THEATER REVIEW: Lost Girls Doesn’t Find Its Tone

John Pollono’s potentially interesting play is undermined by sitcom shtick.

Molly Ward, Catharine Slusar, Sean Bradley, and Amy Frear in Lost Girls at Theatre Exile. (Photo by Paola Nogueras)

Molly Ward, Catharine Slusar, Sean Bradley, and Amy Frear in Lost Girls at Theatre Exile. (Photo by Paola Nogueras)

As America learns more every day, many of us are just a step away from catastrophe.  So it is for Maggie, a Manchester, New Hampshire divorcée, living of the edge. She’s perpetually behind on bills, overworked and stretched to the limit, and living a tense truce with her difficult mother. Then Maggie’s car is stolen—an event that would be a challenge for anyone. Will this be the moment where everything in her life, including her family, implodes?

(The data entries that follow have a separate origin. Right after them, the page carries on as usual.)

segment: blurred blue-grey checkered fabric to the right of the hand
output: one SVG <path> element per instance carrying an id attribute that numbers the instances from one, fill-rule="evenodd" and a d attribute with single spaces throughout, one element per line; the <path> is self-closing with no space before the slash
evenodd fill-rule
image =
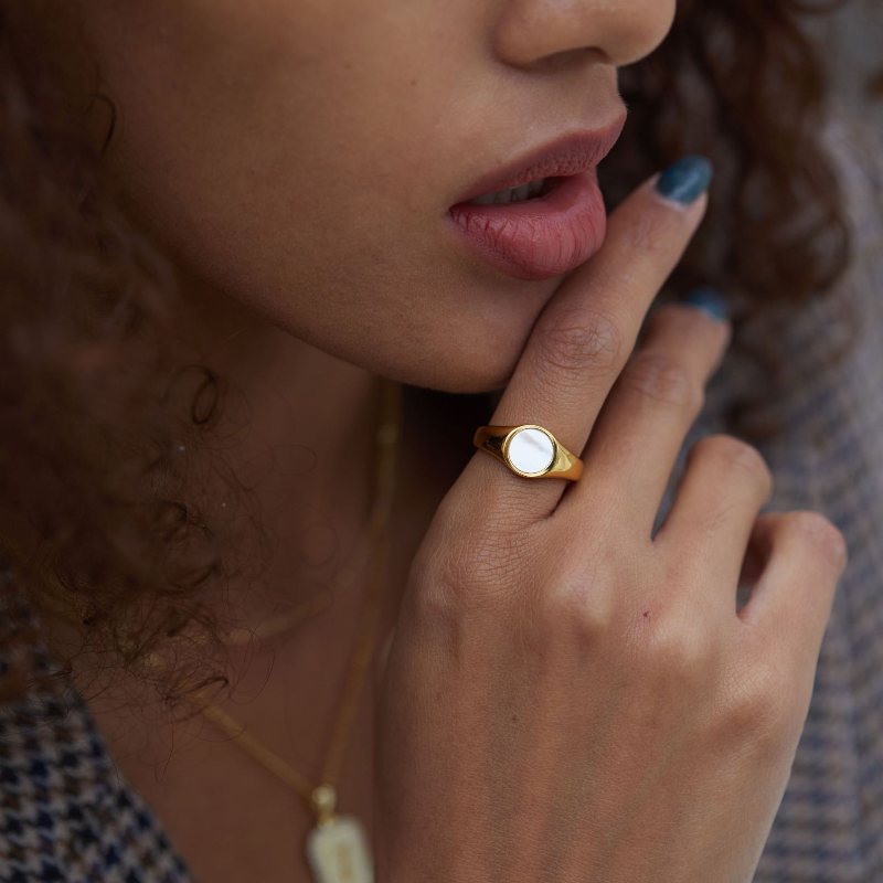
<path id="1" fill-rule="evenodd" d="M 883 883 L 883 138 L 858 117 L 837 120 L 828 135 L 854 227 L 850 275 L 826 300 L 783 312 L 775 332 L 769 320 L 753 329 L 758 340 L 779 340 L 786 372 L 775 387 L 756 362 L 727 354 L 659 518 L 689 447 L 725 432 L 727 403 L 754 387 L 766 396 L 759 418 L 784 425 L 758 445 L 775 478 L 766 508 L 819 510 L 849 543 L 806 727 L 755 883 Z M 850 333 L 844 307 L 858 337 L 832 368 Z"/>

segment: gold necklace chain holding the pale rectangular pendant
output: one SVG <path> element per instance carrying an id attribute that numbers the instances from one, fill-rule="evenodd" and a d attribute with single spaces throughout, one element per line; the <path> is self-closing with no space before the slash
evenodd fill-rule
<path id="1" fill-rule="evenodd" d="M 199 711 L 231 741 L 249 754 L 265 769 L 305 798 L 315 813 L 317 825 L 329 826 L 336 820 L 336 786 L 355 722 L 359 699 L 374 655 L 376 628 L 380 620 L 380 602 L 386 583 L 389 557 L 387 525 L 396 485 L 396 466 L 402 422 L 402 386 L 382 379 L 380 422 L 375 434 L 374 499 L 368 524 L 357 544 L 357 557 L 370 551 L 368 591 L 359 616 L 357 637 L 350 655 L 347 681 L 326 754 L 321 780 L 311 783 L 290 764 L 259 743 L 223 709 L 209 700 L 198 701 Z M 348 570 L 352 575 L 352 566 Z M 299 608 L 298 608 L 299 609 Z M 337 847 L 340 852 L 340 845 Z M 317 869 L 313 868 L 317 872 Z M 318 874 L 318 872 L 317 872 Z M 326 879 L 326 877 L 322 877 Z M 328 877 L 330 879 L 330 877 Z"/>

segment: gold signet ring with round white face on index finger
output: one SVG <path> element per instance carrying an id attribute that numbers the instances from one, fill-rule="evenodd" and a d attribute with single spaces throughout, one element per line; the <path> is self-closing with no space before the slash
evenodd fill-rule
<path id="1" fill-rule="evenodd" d="M 522 478 L 566 478 L 583 475 L 583 461 L 549 429 L 533 423 L 521 426 L 479 426 L 472 443 L 504 462 Z"/>

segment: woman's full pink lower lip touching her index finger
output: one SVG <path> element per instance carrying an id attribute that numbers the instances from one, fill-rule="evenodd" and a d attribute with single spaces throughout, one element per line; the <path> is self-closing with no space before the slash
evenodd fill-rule
<path id="1" fill-rule="evenodd" d="M 460 202 L 448 214 L 472 254 L 530 281 L 551 279 L 588 260 L 607 226 L 595 169 L 558 178 L 540 199 L 502 205 Z"/>

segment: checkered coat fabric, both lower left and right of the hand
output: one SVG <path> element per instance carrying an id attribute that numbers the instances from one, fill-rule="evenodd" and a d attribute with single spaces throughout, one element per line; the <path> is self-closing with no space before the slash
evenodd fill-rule
<path id="1" fill-rule="evenodd" d="M 769 416 L 784 423 L 760 445 L 776 479 L 769 508 L 820 510 L 849 541 L 806 727 L 755 883 L 883 881 L 883 139 L 859 123 L 837 124 L 830 136 L 852 201 L 850 277 L 777 328 L 787 371 L 775 389 L 756 363 L 727 354 L 660 510 L 661 520 L 688 448 L 724 432 L 727 404 L 759 385 Z M 844 304 L 860 337 L 832 368 L 848 332 Z M 770 332 L 758 323 L 756 333 Z M 64 711 L 36 700 L 0 712 L 0 794 L 2 883 L 192 883 L 75 694 Z"/>

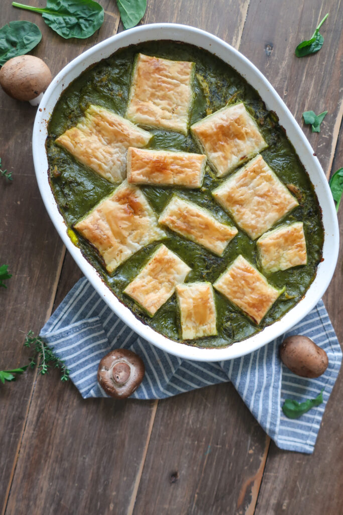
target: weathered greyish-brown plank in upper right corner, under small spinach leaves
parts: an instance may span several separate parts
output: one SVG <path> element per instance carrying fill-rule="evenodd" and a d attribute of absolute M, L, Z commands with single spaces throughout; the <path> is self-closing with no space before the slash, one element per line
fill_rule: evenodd
<path fill-rule="evenodd" d="M 343 31 L 341 0 L 297 0 L 262 4 L 250 2 L 240 45 L 242 52 L 266 76 L 302 127 L 318 159 L 327 171 L 332 163 L 342 117 L 341 59 Z M 320 32 L 324 44 L 320 52 L 297 58 L 294 50 L 312 36 L 323 16 L 329 12 Z M 303 124 L 302 113 L 328 111 L 320 133 Z"/>

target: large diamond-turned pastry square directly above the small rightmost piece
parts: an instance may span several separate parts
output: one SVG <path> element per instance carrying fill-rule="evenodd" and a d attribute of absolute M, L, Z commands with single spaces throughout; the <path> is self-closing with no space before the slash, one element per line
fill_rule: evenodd
<path fill-rule="evenodd" d="M 212 195 L 251 239 L 261 236 L 298 205 L 260 155 L 226 179 Z"/>

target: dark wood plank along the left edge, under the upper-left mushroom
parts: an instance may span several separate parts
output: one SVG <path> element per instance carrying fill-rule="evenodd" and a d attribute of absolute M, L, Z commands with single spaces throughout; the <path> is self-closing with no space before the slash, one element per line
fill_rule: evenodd
<path fill-rule="evenodd" d="M 31 5 L 42 7 L 45 3 L 31 2 Z M 117 8 L 111 0 L 103 1 L 102 5 L 112 16 L 105 16 L 101 29 L 87 40 L 65 41 L 45 25 L 40 15 L 15 9 L 11 3 L 1 8 L 2 24 L 28 20 L 39 25 L 43 39 L 32 54 L 43 58 L 55 75 L 85 48 L 117 30 Z M 39 332 L 51 314 L 64 256 L 64 247 L 46 214 L 34 176 L 31 132 L 35 111 L 28 102 L 13 100 L 0 90 L 0 156 L 4 168 L 13 172 L 13 183 L 6 184 L 0 178 L 0 264 L 8 264 L 13 273 L 8 289 L 0 291 L 0 369 L 28 362 L 28 352 L 23 348 L 24 333 L 30 329 Z M 0 509 L 6 505 L 34 377 L 28 371 L 20 381 L 0 389 L 0 417 L 6 421 L 0 429 Z"/>

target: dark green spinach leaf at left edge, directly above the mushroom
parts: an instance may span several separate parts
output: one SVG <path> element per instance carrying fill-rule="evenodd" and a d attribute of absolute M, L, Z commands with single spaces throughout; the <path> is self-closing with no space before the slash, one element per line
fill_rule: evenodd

From here, John Pollono’s wildly uneven Lost Girls goes every which way.

It’s off to a poor start, despite some good acting (Molly Ward especially, who has an interesting sardonic edge). Lost Girls could work as a drama or a black comedy, but not as the punchline-heavy, shtick-ridden sitcom we see here. (Does Pollono think the plethora of cursing makes his play seem more weighty and adult? It doesn’t.)  The estimable Catharine Slusar (too young to play the mother), deserves better than to be stuck in a black fright wig, nightgown tucked into her underwear, essentially channeling Vicki Lawrence in Mama’s Family.

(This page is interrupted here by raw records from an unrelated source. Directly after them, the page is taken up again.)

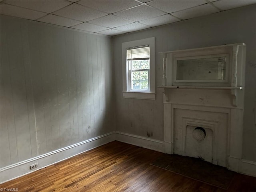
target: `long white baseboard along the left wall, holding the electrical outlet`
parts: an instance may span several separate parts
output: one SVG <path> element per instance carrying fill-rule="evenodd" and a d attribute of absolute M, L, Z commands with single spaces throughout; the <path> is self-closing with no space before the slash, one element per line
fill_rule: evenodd
<path fill-rule="evenodd" d="M 72 156 L 76 156 L 114 140 L 115 132 L 111 132 L 23 162 L 6 166 L 0 169 L 0 184 L 34 172 L 40 168 L 45 168 L 57 162 L 66 160 Z M 30 165 L 34 163 L 38 163 L 38 168 L 30 170 Z"/>

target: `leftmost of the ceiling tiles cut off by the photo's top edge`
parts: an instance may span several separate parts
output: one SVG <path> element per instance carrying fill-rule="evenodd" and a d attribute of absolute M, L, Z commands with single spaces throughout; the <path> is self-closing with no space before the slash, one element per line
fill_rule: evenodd
<path fill-rule="evenodd" d="M 68 6 L 69 4 L 72 4 L 68 1 L 63 0 L 5 0 L 4 1 L 7 4 L 28 8 L 40 12 L 46 12 L 51 13 L 56 10 L 59 10 L 65 6 Z"/>

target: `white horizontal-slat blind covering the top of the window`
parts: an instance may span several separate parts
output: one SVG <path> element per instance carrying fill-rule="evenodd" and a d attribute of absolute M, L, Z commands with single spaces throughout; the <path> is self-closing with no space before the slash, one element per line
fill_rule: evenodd
<path fill-rule="evenodd" d="M 145 60 L 150 58 L 150 47 L 127 49 L 126 58 L 130 60 Z"/>

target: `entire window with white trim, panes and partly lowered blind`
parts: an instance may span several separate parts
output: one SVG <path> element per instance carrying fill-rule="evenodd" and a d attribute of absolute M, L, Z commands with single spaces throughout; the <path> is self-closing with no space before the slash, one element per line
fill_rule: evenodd
<path fill-rule="evenodd" d="M 154 38 L 122 43 L 123 96 L 155 99 Z"/>

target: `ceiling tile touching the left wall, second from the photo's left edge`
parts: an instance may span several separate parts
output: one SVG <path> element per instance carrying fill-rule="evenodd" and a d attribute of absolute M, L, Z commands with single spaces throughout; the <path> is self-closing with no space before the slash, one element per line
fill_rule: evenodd
<path fill-rule="evenodd" d="M 80 21 L 76 21 L 76 20 L 72 20 L 72 19 L 68 19 L 68 18 L 64 18 L 57 15 L 52 15 L 52 14 L 46 15 L 38 19 L 38 21 L 60 25 L 64 27 L 70 27 L 70 26 L 74 26 L 81 23 Z"/>

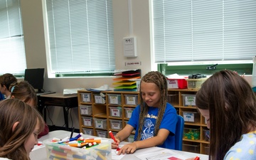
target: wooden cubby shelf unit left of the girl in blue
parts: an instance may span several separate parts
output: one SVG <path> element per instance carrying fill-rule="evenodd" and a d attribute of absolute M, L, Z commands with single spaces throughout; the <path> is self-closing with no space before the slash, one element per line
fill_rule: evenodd
<path fill-rule="evenodd" d="M 100 94 L 105 95 L 105 102 L 102 104 L 97 103 L 99 102 L 99 97 L 97 96 L 100 96 Z M 120 129 L 124 128 L 126 122 L 129 120 L 129 118 L 126 117 L 126 112 L 130 115 L 132 111 L 129 110 L 133 110 L 137 105 L 139 105 L 139 92 L 104 91 L 99 93 L 78 90 L 78 118 L 80 132 L 93 136 L 110 138 L 108 132 L 112 131 L 113 134 L 116 134 Z M 81 107 L 84 106 L 91 106 L 92 114 L 82 114 Z M 91 126 L 84 125 L 84 118 L 92 119 Z M 106 121 L 107 127 L 99 128 L 99 125 L 95 124 L 95 119 Z M 120 127 L 121 125 L 122 127 Z M 102 134 L 98 135 L 97 131 L 102 132 Z M 134 136 L 133 134 L 134 132 L 130 139 Z"/>

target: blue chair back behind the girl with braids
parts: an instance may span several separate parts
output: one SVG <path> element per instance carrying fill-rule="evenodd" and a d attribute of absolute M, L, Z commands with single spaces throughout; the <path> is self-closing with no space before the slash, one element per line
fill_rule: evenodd
<path fill-rule="evenodd" d="M 182 140 L 183 140 L 183 129 L 184 129 L 184 119 L 181 115 L 178 115 L 178 121 L 176 124 L 175 132 L 175 149 L 182 151 Z"/>

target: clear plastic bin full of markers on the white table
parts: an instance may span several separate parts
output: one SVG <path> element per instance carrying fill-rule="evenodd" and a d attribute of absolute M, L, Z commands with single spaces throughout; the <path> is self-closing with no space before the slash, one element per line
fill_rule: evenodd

But it gets better. The next scene—two young people in a motel, about to experience their first sexual encounter—has some freshness both in the writing and the acting by Trevor William Fayle and Susanne Collins. Collins in particular finds a nice mix between vulnerability and her tough Goth persona. For the next few scenes, Pollono’s play moves between one scenario and the other—and, qualitatively speaking—between light and dark.

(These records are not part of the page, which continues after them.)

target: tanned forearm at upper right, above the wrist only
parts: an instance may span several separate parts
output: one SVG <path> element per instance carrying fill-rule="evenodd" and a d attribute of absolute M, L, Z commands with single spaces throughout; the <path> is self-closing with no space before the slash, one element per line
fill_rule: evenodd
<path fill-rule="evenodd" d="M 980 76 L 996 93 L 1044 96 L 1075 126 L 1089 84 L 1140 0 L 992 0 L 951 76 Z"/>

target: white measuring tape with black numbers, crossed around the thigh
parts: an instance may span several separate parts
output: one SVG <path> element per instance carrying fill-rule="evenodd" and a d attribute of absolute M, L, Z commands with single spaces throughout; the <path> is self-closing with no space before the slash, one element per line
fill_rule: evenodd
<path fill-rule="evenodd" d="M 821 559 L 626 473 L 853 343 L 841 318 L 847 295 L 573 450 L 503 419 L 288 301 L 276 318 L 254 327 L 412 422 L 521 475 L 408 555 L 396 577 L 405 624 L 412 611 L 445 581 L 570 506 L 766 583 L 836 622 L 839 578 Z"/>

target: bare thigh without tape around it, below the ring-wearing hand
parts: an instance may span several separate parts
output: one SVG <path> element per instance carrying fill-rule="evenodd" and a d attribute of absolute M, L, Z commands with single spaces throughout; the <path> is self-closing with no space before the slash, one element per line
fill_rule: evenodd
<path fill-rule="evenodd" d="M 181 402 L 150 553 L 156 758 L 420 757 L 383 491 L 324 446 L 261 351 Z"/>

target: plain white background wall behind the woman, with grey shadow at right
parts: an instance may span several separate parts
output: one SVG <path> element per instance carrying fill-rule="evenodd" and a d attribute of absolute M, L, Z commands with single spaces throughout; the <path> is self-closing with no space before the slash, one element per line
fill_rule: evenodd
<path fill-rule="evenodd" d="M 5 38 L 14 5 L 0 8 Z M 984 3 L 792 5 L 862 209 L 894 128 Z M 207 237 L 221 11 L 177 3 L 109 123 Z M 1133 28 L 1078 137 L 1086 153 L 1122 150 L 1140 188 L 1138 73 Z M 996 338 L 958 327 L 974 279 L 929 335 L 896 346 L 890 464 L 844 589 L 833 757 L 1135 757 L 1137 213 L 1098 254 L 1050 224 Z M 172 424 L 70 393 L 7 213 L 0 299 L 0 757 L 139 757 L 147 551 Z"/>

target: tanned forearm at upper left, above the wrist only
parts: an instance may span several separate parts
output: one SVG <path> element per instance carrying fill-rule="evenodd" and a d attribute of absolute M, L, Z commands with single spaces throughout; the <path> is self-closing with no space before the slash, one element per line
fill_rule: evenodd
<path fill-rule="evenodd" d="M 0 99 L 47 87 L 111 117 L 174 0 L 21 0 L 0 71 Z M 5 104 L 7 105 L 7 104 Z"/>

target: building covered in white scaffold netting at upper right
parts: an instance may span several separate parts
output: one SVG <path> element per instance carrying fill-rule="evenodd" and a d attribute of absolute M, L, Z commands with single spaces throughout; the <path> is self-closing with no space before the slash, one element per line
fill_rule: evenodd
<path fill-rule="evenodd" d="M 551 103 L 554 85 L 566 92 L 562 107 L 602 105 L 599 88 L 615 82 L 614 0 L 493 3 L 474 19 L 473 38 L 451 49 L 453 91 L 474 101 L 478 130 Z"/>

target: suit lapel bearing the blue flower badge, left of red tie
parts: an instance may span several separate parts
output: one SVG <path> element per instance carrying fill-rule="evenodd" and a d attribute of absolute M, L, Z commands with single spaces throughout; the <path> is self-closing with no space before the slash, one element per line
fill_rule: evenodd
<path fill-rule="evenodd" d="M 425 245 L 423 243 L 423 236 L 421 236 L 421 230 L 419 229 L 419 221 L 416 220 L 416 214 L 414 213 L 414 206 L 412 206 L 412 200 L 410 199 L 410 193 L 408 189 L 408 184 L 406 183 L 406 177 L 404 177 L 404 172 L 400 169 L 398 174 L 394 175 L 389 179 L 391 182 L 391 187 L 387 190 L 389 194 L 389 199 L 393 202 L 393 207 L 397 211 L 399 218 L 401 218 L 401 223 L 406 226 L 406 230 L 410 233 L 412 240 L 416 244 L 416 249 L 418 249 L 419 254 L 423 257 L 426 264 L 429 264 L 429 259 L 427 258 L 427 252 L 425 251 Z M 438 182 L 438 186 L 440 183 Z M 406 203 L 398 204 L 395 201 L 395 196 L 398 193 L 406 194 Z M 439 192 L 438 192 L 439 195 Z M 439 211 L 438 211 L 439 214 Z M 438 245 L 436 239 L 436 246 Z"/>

By the midpoint, Lost Girls has taken on a new seriousness. A couple of parallel scenes—between Maggie and Lou, her ex-husband (Sean Bradley, good here) and the two young people—have Pollono’s best writing. He also introduces a clever structural device that will keep our attention till the end.

Still, the good material in Lost Girls is consistently undermined by the sitcom jokiness. I’m all for mixing comedy and drama, but here it feels as though Pollono doesn’t know what he wants.  Director Joe Canuso doesn’t figure it out either, but I don’t know if anybody could.

Of this, though, I’m sure—Lost Girls needs significant rewriting before it’s ready for prime-time.